O’Reilly’s Punt, Part Two

By Brian 

“I guess you could say the end zone was the beginning of the no-spin zone,” Bill O’Reilly wrote recently a reflective piece about his days as a punter in college.

“Ah, but Mr. O’Reilly has done a little spinning of his own,” MSNBC’s Keith Olbermann said on Monday night’s Countdown. “The football office at Marist told me today that football was not a varsity sport there until 1978 — seven years after O’Reilly graduated. When he played, it was a so-called ‘club sport’ — where players paid all their own expenses… and schedules — and most importantly statistical record keeping — were haphazard.”

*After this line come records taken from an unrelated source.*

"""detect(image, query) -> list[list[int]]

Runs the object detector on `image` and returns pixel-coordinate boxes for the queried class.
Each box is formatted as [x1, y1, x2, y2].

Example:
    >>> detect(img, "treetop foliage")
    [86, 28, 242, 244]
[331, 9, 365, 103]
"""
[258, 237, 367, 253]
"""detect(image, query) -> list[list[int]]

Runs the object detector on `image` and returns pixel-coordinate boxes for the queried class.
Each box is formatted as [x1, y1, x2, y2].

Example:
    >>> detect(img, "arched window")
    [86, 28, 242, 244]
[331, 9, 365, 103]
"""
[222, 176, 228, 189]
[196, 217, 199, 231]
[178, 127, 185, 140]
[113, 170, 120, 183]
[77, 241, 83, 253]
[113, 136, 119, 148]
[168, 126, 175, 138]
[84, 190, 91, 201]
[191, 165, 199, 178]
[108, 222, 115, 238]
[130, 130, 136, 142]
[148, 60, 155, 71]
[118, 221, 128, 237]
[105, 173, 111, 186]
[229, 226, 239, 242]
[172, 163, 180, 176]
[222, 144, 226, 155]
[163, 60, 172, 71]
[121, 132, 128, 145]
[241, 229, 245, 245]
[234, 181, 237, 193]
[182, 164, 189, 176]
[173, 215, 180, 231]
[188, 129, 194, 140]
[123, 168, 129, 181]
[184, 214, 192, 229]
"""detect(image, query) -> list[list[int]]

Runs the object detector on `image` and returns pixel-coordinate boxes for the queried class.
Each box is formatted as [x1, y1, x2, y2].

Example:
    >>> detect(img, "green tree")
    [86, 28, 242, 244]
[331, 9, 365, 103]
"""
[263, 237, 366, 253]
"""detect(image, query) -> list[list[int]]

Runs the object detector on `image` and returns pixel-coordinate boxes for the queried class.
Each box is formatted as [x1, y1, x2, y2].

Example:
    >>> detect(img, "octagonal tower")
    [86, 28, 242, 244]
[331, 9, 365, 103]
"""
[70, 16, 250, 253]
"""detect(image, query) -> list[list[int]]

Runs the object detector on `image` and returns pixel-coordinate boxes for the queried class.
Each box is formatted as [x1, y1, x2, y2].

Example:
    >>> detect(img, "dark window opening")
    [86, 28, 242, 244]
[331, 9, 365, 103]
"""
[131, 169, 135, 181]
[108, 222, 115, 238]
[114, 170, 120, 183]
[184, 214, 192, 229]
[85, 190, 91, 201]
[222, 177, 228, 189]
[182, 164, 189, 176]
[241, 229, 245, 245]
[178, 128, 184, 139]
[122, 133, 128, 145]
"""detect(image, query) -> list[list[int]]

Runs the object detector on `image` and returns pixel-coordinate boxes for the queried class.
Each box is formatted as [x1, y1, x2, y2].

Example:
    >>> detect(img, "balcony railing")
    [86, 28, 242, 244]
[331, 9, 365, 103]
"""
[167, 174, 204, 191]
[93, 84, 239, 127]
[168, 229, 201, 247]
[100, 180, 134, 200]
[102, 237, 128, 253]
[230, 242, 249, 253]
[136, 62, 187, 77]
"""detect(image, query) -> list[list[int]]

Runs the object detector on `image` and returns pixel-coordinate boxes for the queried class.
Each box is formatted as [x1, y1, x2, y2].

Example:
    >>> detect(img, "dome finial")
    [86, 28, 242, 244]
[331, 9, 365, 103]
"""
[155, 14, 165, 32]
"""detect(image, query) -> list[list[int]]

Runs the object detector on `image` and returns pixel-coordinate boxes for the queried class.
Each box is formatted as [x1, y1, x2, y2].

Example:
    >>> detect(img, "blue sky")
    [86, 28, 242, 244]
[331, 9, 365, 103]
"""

“So when he says he was the top punter in the country in his ‘division’ in 1970, it does not mean what it sounds like. He was not in the NCAA’s Division One, nor Division Two — nor the smaller college NAIA Division One or Two…” Check out the rest, after the jump…




“O’Reilly and Marist played in something called the ‘National Club Football Association.’ So writing in the Super Bowl program that you won the ‘punting championship’ in your ‘division’ would be like me writing in the World Series program that I led the nation’s high school baseball players in on-base percentage in 1973.

I did, too.

My on-base percentage that season was… one thousand — I came to bat once, and got hit in the backside with a pitch.”